Latitude Financial Data Breach Proves Privacy Must Take Priority

Electronic Frontiers Australia says the Latitude Financial data breach proves the government is too meek in its approach to privacy.

Now affecting nearly 8 million people, this breach joins the Optus breach in September 2022 and the Medibank breach in October 2022 to become the third breach of millions of people’s data in just six months. Every data breach is harmful, and it’s clear that the current approach isn’t working.

“Enough is enough,” said Justin Warren, Chair of EFA. “There is now no credible reason to deny Australians the privacy protections we’ve been demanding for years. These businesses have had decades to figure out how to keep our data safe and they have comprehensively failed. There must now be consequences.”

While the changes to the Privacy Act that have been proposed are encouraging, they do not go nearly far enough. EFA demands that the government take up all of its recommendations for changing the Privacy Act to ensure that the privacy rights of Australians are prioritised over the narrow and self-serving interests of businesses.

“Those organisations that have put in the work are at a massive disadvantage when companies like Latitude are allowed to make mistakes on this scale. Unless the market incentives are changed, we will continue to see data breaches like this.
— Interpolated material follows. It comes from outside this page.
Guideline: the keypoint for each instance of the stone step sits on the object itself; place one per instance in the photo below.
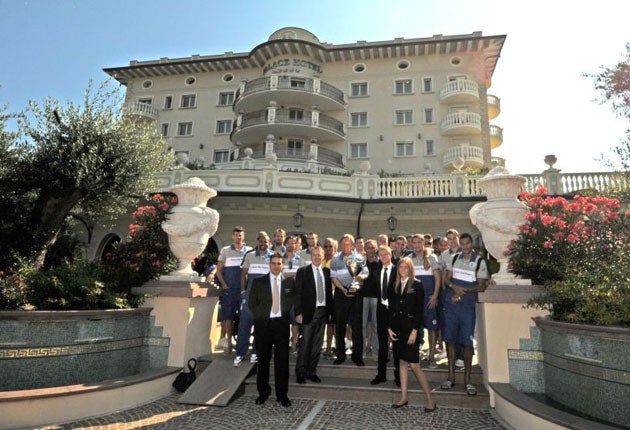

Australians are fed up.”

People are now at constant risk of identity fraud—and worse—because organisations collect too much information, keep it too long, and store it insecurely. It’s clear that existing privacy protections are ineffective and must be changed. Organisations have had more than enough time to take action on their own, and have chosen not to. They must now be forced to change their ways.

“Governments also need to have a good, hard look at themselves for their contribution to this mess. They keep putting us in danger with their never-ending surveillance laws because they care more about the paranoid rantings of law enforcement than they do about ordinary people,” he said.

Data that isn’t collected can’t be lost. Instead of making the problem worse, governments need to change their thinking and stop trying to do more of the same things that have failed dozens of times already.

“We don’t need more advice to be vigilant,” says Warren, “We need the power to take action against companies that fail us like this. If you won’t do your job, get out of the way and we’ll sort this out ourselves.”